Thankfully, no longer is it just the voice of mid-major coaches suffering the tangible consequences of having their players poached each year sounding the alarm. Legendary Alabama football coach Nick Saban has become an advocate for several reforms at the collegiate and federal levels. His proposed vision seems to be the best of both worlds, whereby players can benefit from their NIL and performance while still being forced to commit to their long-term development. Players would be forced to sign revenue-sharing contracts with schools for a set number of years to prevent constant transfer, which would enable coaches and schools to better invest in and develop players both on and off the field of play. The government would enforce national NIL standards to prevent bidding wars that mid-major schools have no chance in, which would protect mid-majors and the integrity of competition. The NCAA would add incentives to academic performance and loyalty, such as graduating or staying at one school, further encouraging players to consider their long-term future more intentionally. Saban is actively working with US government officials to lobby some of these ideas into reality, and while none of them are a silver bullet, they would be a significant move in the right direction, making sports about forming the entire person and preparing them for life.
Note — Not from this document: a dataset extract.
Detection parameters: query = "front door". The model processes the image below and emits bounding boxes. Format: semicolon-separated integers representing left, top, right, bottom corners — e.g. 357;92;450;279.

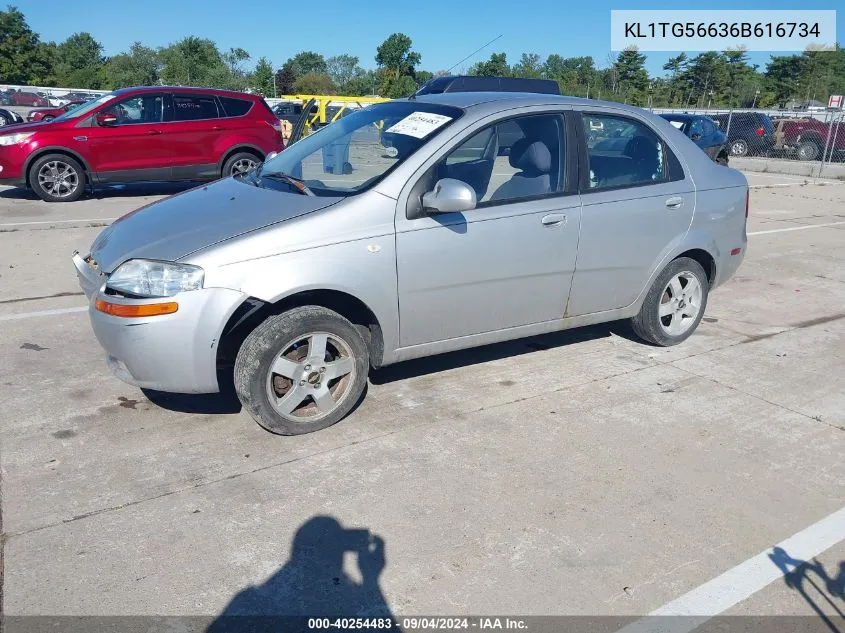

While it is unclear if Saban’s proposals or something similar will be adopted any time soon, it is clear what is at stake if they are not. It is not simply the loss of the bracket-busting moments or the elimination of mid-major programs as we know it; it is the loss of a once-vibrant school of virtue. Cinderella stories represent the best of this school of virtue. They must embody natural virtues—dedication, loyalty, courage, brotherhood—in their play to even have a chance at dancing past round one, let alone to the Sweet Sixteen and beyond. We find ourselves awestruck, captivated, inspired, and even a bit encouraged by their ability to achieve the seemingly unachievable. It would appear now, though, that Cinderella has once again lost her shoe, but those who found it are deciding whether to search for her or sell it to the highest bidder. If the latter is chosen, we’ll see impacts to the field of play: Competition will be centralized, talent gaps will grow, and mid-majors as we know them will be eliminated. More significantly, however, will be the changes that continue off the field of play, as players become more individualistic, fragile, and distrusting. For the sake of sports, all who play them, and the common good, we must find a way to keep the Madness in March.